Aderendo al comitato promotore per il referendum, la Chiesa è diventata ufficialmente un soggetto politico. Se non mi sanzionano vuol dire che i dirigenti hanno creato inutile divisione”. Il senatore Lucio Malan ha chiesto formalmente al concistoro della Chiesa Valdese di Luserna San Giovanni di applicargli la sospensione o l’espulsione da membro di chiesa, sanzione prevista dall’ordinamento per “comportamento in evidente contrasto con la vocazione del credente”.

Malan, infatti, nel 2009 è stato relatore al Senato della legge che ha introdotto le norme ora oggetto del referendum abrogativo del quale la Chiesa Valdese, attraverso la Federazione delle Chiese Evangeliche in Italia, è non solo strenua sostenitrice, ma ufficialmente promotrice. Fin dal 1978, numerose sentenze della Corte Costituzionale hanno stabilito che i promotori dei referendum sono un organo di rilevanza costituzionale, limitatamente al tema trattato dai quesiti: “Un partito politico - spiega Malan - può cambiare idea, il promotore di un referendum si identifica invece nell’abrogazione di quelle norme. La Chiesa di cui faccio parte ha assunto pertanto una posizione totalmente impegnativa e specifica contro norme delle quali io sono il principale responsabile, per averle portate alla conversione in legge. Io stesso ne ho scritte alcune parti attraverso emendamenti ed in Commissione Affari Costituzionali e nell’Assemblea ho dato il parere contrario a decine e decine di emendamenti che andavano nella direzione in seguito assunta dalla mia chiesa. Il Governo, nella persona del ministro Ronchi, si è solo uniformato ai miei pareri, sempre accolti dalla Commissione e dall’Assemblea, che hanno votato secondo le mie indicazioni.”

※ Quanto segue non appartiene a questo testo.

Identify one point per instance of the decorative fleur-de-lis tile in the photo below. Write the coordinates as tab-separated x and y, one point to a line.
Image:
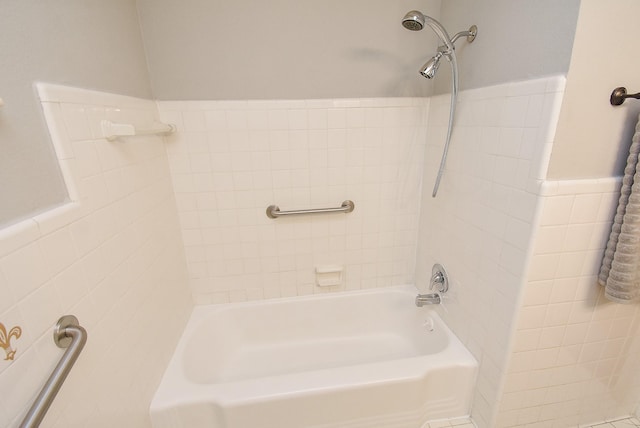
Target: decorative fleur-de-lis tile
5	340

Una provocazione? “Neanche per idea. Le posizioni assunte in modo così perentorio dalla Chiesa devono essere prese sul serio e si deve ritenere che siano sempre prese nel rispetto dell’articolo 2 della disciplina, il quale indica chiaramente ciò che la Chiesa stessa è e fa: professare “le dottrine contenute nell’Antico e nel Nuovo Testamento e formulate nella sua confessione di fede”. Se schierarsi contro norme che stabiliscono l’obbligatorietà di una gara d’appalto per la gestione dei servizi pubblici sia parte della missione della Chiesa non spetta certo a me deciderlo. Chi rappresenta la Chiesa Valdese ha deciso che lo è. Il Concistoro, cui mi dispiace di aver affidato questo problema, ha perciò il dovere di sanzionarmi. Se non lo facesse, certificherebbe che i vertici della Chiesa hanno compiuto un atto che non rientra nella missione della chiesa, per di più creando divisione fra i credenti. Sarebbe un’accusa gravissima, di cui coloro che hanno fatto certi passi dovrebbero essere chiamati a rispondere. Non prendere provvedimenti contro di me sarebbe come se, dopo esserci dichiarati contro le stragi terroristiche o contro il razzismo, ritenessimo compatibile con la vocazione del credente il comportamento di Bin Laden o del capo del Ku Klux Klan. Sarebbe come dichiarare al mondo la nostra confessione di fede e poi sostenere posizioni opposte. Vorrebbe dire che le più solenni posizioni della Chiesa sono delle pagliacciate che neppure coloro che le hanno assunte prendono sul serio.”


La richiesta, pubblicata integralmente dal sito valdese dissidente www.valdesi.eu, risulta pervenuta al Concistoro di Luserna San Giovanni il 23 maggio. Malan, però, riferisce di non aver ancora avuto alcuna notizia in merito.